The researchers also found that pandemic-related secondary stresses such as daily COVID-19-related media exposure, school closures, lockdowns, and financial difficulties were predictors of distortions in perceived time.

“Continuity between past experiences, present life, and future hopes is critical to one’s well-being, and disruption of that synergy presents mental health challenges,” says corresponding author E. Alison Holman, professor of nursing at the University of California, Irvine.

“We were able to measure this in a nationally representative sample of Americans as they were experiencing a protracted collective trauma, which has never been done before.

“This study is the first to document the prevalence and early predictors of these time distortions. There are relatively new therapies that can be used to help people regain a more balanced sense of time, but if we don’t know who is in need of those services, we can’t provide that support.”

Researchers assessed results of responses regarding distorted time perceptions and other pandemic related experiences from a probability-based national sample of 5,661 participants from the National Opinion Online Research Center AmericaSpeak panel. Surveys were conducted from March 18 to April 18, 2020 and September 26 to October 26, 2020 with respondents who had completed a mental and physical health survey prior to the COVID-19 outbreak.

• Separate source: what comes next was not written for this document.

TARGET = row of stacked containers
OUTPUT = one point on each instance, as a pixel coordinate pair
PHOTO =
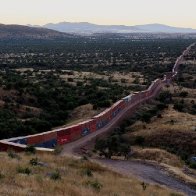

“Given that distortions in time perception are a risk factor for mental health problems, our findings have potential implications for public health. We are now looking at temporal disintegration, loneliness, and mental health outcomes over 18 months into the pandemic,” Holman says.

“This will help us gain insight into how these common experiences during the pandemic work together, so we can better understand how to help people struggling with these challenges.”

The National Science Foundation and a National Institute on Minority Health and Health Disparities Award funded the work.